Dos policías sostienen a un hombre en plena calle. No hay patrullas, ni radios, ni protocolos visibles. Solo presencia, fuerza y calle. La escena, captada en 1920 por Carlos Dorlhiac Sabourin, no solo retrata un procedimiento policial, sino una época completa en la historia del orden público en Chillán.

Las postales que dejó Dorlhiac (dibujante, pintor y fotógrafo franco-chileno) permiten asomarse al Chillán profundo de comienzos del siglo XX. Su obra capturó con detalle la vida cotidiana, desde el antiguo mercado hasta los juegos infantiles en las calles. Sin embargo, esta imagen, donde dos agentes de la entonces Policía Fiscal trasladan a un hombre aparentemente en estado de ebriedad, ha quedado especialmente grabada en la memoria local.

Se trata de un Chillán previo al terremoto de 1939, cuando la ciudad aún conservaba una fisonomía distinta y el control del orden público se ejercía de manera directa, visible y cotidiana.

Antes de la creación de Carabineros de Chile en 1927, el resguardo del orden en la ciudad estaba en manos de distintas formas de organización. Uno de los primeros antecedentes se remonta a mediados del siglo XIX, cuando tras el terremoto de Concepción de 1835 y el posterior traslado de la ciudad, se hizo necesario establecer mecanismos de vigilancia a través de los llamados Cuerpos de Serenos, tal como lo explica la historiadora Alejandra Araya en su libro “Ociosos, vagabundos y malentretenidos en el Chile Colonial”.

Sin embargo, el sistema de serenos resultaba limitado frente a una ciudad en crecimiento. Por esto, durante el gobierno de Manuel Bulnes (1841-1851), el “Cuerpo de Serenos” (vigilantes nocturnos) fue reestructurado y formalizado para asegurar el orden público. En 1850, bajo su administración, se precipitó la fusión de los serenos con los vigilantes, creando la “Brigada de Policía”, una institución que operaba las 24 horas del día.

“Antes de 1927 no existía una policía unificada como la conocemos hoy. En ciudades como Chillán operaban distintas formas de vigilancia, como los serenos y luego la Policía Fiscal, que respondían a necesidades muy concretas de control del espacio urbano”, explican desde el Museo de Carabineros.

A diferencia de los serenos, la Policía Fiscal tenía una presencia más activa en la vida diaria. Sus agentes intervenían en situaciones de ebriedad, riñas y alteraciones del orden público, reflejando una forma de control estrechamente ligada a la calle.

Es en este contexto donde la fotografía de 1920 cobra especial relevancia. Más que un registro policial, la imagen funciona como un documento social que permite observar cómo se ejercía la autoridad en una ciudad aún en proceso de modernización.

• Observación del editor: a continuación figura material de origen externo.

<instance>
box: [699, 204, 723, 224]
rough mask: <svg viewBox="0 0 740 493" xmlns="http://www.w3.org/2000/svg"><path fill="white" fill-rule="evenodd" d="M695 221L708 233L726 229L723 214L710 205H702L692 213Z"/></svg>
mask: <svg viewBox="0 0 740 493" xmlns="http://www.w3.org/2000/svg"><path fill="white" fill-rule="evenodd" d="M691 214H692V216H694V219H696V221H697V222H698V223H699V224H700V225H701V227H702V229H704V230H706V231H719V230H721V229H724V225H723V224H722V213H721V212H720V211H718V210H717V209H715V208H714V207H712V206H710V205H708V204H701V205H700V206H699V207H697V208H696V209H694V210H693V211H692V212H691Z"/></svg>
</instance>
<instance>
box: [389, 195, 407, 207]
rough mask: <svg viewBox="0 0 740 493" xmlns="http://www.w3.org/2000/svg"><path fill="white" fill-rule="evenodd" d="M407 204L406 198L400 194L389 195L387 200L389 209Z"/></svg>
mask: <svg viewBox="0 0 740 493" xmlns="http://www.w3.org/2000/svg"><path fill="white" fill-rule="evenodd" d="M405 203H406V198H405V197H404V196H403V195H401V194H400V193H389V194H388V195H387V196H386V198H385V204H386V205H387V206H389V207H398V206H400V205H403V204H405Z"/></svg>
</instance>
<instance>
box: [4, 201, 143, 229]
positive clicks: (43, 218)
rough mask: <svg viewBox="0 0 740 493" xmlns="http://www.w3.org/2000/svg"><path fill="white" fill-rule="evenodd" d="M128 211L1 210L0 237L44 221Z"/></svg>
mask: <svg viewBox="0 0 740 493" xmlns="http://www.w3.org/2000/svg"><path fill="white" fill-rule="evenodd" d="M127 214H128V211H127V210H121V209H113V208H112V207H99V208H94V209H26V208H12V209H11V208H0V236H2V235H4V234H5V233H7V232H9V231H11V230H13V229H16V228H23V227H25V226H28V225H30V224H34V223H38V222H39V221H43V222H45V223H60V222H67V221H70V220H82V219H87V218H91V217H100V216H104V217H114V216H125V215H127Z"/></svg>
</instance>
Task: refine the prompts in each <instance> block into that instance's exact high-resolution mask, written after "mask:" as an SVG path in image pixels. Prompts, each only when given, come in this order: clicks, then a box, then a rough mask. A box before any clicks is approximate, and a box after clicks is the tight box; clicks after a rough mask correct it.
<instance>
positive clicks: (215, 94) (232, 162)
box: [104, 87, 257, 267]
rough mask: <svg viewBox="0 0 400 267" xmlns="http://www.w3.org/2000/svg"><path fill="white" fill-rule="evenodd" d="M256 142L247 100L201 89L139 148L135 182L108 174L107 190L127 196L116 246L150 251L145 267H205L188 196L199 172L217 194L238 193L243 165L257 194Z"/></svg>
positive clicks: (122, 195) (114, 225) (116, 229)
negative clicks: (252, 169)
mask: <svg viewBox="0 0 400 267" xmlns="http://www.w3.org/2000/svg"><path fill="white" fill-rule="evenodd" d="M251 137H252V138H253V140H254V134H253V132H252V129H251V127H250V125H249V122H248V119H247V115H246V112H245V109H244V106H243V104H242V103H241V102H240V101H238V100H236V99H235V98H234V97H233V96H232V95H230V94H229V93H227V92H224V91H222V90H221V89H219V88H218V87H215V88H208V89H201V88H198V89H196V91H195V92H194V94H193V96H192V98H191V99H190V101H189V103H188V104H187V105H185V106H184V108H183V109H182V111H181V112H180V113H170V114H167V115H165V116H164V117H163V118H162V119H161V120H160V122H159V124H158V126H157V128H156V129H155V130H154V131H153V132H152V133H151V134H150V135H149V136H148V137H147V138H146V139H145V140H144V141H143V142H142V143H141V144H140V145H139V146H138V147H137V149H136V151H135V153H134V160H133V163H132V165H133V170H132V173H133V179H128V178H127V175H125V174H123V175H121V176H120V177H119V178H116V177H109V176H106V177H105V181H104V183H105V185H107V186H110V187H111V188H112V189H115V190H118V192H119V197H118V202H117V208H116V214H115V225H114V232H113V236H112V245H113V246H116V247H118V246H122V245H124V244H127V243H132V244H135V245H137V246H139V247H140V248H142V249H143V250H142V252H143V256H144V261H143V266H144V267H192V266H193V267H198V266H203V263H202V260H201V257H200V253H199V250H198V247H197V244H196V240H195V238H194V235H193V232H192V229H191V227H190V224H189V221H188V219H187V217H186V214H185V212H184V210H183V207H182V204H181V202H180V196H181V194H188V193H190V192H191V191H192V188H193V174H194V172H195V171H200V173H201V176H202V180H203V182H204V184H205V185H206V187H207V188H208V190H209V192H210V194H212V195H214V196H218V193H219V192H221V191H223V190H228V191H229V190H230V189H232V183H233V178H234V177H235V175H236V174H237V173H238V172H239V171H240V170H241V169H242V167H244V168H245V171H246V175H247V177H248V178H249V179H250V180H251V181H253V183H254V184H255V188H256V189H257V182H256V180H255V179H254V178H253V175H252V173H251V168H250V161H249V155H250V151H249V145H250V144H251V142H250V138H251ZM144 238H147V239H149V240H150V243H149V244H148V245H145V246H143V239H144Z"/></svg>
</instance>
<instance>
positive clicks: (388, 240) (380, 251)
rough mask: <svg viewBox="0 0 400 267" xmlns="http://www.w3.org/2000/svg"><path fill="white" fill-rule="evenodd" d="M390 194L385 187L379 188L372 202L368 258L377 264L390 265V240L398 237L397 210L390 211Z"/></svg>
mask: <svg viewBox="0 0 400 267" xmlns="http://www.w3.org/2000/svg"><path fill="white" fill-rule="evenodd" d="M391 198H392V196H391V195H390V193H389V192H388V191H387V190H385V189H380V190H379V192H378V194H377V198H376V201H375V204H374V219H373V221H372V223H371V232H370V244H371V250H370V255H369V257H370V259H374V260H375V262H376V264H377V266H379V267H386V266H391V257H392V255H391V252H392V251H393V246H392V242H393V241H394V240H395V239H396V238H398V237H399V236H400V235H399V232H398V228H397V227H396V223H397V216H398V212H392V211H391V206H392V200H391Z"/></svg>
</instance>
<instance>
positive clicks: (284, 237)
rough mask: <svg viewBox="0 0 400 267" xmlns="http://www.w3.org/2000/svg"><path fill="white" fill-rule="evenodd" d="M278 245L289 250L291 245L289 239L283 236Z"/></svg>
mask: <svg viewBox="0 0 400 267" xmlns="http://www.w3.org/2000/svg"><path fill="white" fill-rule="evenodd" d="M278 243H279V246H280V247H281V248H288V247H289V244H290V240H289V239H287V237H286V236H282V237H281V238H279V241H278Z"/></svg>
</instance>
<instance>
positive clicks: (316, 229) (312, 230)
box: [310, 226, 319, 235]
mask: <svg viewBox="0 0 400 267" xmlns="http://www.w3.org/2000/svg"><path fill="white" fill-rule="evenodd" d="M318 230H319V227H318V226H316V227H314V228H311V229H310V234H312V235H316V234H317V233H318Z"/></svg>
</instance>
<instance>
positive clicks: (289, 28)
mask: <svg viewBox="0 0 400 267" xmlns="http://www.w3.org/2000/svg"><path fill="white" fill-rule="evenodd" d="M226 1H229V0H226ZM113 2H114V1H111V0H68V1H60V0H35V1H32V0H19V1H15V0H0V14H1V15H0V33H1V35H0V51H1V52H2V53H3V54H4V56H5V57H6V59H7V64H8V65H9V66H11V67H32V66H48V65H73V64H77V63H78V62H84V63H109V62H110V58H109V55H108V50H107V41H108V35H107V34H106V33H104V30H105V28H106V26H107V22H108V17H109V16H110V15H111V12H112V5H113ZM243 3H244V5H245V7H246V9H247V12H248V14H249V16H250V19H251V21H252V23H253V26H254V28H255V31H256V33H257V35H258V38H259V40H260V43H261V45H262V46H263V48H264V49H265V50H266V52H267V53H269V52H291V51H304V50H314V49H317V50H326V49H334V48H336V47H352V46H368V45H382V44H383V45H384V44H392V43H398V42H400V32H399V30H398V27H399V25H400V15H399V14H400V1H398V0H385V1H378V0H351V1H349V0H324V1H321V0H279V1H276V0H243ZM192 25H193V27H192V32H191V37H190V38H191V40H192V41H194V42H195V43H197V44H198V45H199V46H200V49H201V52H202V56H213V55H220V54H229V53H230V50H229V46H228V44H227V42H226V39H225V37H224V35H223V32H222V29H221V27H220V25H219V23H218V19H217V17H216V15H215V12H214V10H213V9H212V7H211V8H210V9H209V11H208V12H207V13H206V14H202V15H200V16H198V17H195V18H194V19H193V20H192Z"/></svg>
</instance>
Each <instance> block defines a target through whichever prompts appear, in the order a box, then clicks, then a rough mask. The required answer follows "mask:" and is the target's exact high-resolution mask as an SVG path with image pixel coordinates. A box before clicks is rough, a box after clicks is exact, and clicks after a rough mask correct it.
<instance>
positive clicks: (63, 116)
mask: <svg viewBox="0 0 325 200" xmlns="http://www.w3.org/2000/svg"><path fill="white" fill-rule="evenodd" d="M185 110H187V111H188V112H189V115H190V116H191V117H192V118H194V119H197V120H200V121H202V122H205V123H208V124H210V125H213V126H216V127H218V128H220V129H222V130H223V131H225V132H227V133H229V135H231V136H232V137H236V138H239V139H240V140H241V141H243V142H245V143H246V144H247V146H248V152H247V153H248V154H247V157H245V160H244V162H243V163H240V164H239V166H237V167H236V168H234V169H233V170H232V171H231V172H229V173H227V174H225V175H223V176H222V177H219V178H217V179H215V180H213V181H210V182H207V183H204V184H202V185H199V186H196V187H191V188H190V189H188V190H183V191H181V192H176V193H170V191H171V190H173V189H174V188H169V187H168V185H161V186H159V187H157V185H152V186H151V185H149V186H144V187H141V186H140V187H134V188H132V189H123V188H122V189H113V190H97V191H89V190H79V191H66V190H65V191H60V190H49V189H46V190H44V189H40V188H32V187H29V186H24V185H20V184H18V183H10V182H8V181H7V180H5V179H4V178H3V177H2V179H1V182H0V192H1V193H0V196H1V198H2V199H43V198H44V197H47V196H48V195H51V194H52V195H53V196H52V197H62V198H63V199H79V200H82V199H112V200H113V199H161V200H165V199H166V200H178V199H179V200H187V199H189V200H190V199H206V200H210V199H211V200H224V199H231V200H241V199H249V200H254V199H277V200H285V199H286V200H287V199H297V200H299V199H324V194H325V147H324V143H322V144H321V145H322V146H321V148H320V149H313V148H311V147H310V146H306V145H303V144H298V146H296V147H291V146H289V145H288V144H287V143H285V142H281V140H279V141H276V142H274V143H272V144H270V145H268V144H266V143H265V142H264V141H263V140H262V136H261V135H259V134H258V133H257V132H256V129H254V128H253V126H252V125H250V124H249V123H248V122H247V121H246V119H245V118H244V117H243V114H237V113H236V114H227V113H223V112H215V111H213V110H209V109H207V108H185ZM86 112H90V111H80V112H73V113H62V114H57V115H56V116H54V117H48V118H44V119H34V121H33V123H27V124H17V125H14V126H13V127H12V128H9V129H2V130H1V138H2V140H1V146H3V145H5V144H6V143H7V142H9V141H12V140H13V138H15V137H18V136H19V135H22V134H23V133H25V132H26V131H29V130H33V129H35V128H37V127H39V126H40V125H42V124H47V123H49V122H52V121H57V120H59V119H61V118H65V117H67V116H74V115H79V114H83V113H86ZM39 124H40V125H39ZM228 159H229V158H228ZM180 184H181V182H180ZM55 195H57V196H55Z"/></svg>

La escena también da cuenta de las limitaciones de un sistema fragmentado, con escasos recursos y sin una estructura nacional consolidada, donde la presencia física del agente era el principal instrumento de control.

Este escenario cambiaría de manera decisiva en 1927, cuando bajo el gobierno del general Carlos Ibáñez del Campo se creó Carabineros de Chile, unificando las distintas policías existentes en una sola institución de carácter nacional.

“La creación de Carabineros responde a la necesidad de profesionalizar y organizar un sistema que hasta entonces era disperso”, agregan desde la misma institución.

Con ello, el país avanzó hacia una estructura más centralizada y organizada, marcando el inicio de una nueva etapa en la historia del orden público.

A casi un siglo de ese proceso, la imagen captada por Dorlhiac en 1920 vuelve a cobrar vigencia, no solo como registro visual, sino como testimonio de una época en que la seguridad en Chillán se construía desde la cercanía, la precariedad y la presencia directa en las calles.